The selloff stems from what Ives termed an “AI ghost trade”—a narrative suggesting artificial intelligence will obliterate conventional software enterprises. Ives maintains this concern is dramatically overstated by market participants.
“It’s ultimately software that the use cases from Salesforce to ServiceNow to ultimately cybersecurity is gonna protect the CrowdStrike, Palo Alto and others,” Ives said during the interview.
His thesis centers on established software platforms holding the genuine AI value proposition, rather than emerging AI-focused enterprises. Ives believes the extensive data repositories and customer bases cultivated by firms such as Salesforce, ServiceNow, Workday, and Oracle represent the genuine infrastructure for AI’s commercial expansion.
Why Ives Thinks Software Will Win the AI Race
The Wedbush analyst projects approximately 30% of total AI-related expenditures will ultimately benefit software enterprises. He highlighted Palantir as a proof point demonstrating successful revenue generation in this domain.
Ives also referenced recent product announcements from Anthropic regarding its agents technology as a potentially bullish indicator that software equities may have reached a market bottom.
“My whole point is that, yeah, is it gonna disrupt pure play software one trick pony, some vendors? But the reality is the data, the value, it’s in the stacks,” Ives said.
Additionally, Ives anticipates increased merger and acquisition activity throughout the software industry as challenging market conditions persist.
Market Sentiment and ETF Data
The iShares Expanded Tech-Software Sector ETF maintains approximately $10.88 billion in market capitalization. Current valuation metrics include a price-to-earnings multiple of 41.43 and a price-to-sales ratio of 20.24.
From a technical analysis perspective, the ETF’s 50-day moving average stands at 92.27, trailing its 200-day moving average of 105.22. This configuration indicates ongoing bearish momentum.
With a beta coefficient of 1.3, the ETF demonstrates greater volatility compared to the overall market. Its current volatility measurement registers at 27.18.

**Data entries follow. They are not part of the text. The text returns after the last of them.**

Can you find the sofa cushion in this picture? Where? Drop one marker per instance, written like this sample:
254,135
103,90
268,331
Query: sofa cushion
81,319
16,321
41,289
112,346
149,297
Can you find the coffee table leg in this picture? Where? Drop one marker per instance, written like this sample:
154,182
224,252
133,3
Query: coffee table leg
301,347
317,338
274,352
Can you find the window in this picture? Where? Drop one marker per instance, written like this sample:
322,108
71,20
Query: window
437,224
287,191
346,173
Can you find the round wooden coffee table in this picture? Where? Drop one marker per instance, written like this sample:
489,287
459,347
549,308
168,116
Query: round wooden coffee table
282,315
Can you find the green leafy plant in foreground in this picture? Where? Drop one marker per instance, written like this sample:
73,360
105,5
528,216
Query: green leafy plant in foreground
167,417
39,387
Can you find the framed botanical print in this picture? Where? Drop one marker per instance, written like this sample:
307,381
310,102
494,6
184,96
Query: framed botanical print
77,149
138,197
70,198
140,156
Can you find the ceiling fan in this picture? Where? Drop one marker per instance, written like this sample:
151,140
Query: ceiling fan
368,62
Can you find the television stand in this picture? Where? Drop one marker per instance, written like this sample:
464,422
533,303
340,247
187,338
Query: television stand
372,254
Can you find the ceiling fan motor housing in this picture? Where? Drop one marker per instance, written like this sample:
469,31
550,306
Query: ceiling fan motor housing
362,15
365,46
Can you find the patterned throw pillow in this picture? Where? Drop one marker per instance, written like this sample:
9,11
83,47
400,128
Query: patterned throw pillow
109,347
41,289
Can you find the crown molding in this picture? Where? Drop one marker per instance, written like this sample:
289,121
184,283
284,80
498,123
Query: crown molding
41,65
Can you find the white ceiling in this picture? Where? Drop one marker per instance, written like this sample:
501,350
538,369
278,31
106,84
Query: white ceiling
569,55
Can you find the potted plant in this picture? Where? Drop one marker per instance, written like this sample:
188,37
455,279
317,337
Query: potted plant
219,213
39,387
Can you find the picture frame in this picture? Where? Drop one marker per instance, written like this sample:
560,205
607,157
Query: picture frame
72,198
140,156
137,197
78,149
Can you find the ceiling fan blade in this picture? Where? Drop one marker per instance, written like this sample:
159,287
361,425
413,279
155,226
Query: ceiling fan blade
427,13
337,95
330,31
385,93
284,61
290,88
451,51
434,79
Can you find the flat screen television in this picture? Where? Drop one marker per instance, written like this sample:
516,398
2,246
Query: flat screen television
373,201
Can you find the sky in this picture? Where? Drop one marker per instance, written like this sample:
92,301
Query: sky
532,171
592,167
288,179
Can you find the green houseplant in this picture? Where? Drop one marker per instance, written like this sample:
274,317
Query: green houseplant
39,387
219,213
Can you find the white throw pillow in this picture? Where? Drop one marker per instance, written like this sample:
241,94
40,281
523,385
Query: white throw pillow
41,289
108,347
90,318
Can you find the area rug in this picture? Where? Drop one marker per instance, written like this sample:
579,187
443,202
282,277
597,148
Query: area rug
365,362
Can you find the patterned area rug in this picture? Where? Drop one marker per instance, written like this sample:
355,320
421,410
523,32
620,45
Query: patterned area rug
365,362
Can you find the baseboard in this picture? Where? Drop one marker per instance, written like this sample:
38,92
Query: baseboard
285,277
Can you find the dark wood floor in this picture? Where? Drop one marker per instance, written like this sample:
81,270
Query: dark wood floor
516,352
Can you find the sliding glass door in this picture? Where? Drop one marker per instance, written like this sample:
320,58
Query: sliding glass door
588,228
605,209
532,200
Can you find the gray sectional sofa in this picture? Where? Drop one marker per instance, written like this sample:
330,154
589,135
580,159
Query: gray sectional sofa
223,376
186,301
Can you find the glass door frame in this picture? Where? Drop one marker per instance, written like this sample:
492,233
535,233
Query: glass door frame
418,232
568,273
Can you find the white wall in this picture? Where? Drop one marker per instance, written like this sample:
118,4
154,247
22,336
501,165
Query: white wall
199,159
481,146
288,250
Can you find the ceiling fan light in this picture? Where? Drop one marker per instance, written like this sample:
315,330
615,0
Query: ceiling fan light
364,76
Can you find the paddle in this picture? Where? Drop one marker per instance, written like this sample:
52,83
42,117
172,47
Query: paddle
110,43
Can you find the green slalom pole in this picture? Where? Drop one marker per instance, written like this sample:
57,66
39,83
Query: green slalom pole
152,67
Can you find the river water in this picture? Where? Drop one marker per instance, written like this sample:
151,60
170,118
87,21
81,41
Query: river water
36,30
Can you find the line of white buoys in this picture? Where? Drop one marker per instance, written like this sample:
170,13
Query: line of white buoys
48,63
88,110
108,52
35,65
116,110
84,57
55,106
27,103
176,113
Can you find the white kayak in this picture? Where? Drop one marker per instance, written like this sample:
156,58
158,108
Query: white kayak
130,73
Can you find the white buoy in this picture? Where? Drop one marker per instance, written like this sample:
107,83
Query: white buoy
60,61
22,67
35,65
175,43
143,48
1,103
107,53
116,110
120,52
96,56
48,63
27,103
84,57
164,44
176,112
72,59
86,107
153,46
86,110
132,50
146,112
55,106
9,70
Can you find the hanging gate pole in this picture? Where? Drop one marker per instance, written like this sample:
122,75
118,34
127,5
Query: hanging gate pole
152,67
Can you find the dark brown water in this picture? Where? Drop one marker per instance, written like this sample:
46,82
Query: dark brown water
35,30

Despite recent price weakness, the fund maintains a robust 35.2% return on equity, while its Altman Z-Score of 20.35 indicates strong financial health among portfolio companies.
Ives employed a memorable metaphor to illustrate his contrarian stance: “Right now, the Miami cab driver is bearish in software, and I think that’s a bullish sign relative to where I see software this year.”
Historical performance data shows the iShares Expanded Tech-Software Sector ETF delivering 18.97% revenue growth over a three-year period, while maintaining an impressive 74.37% gross profit margin.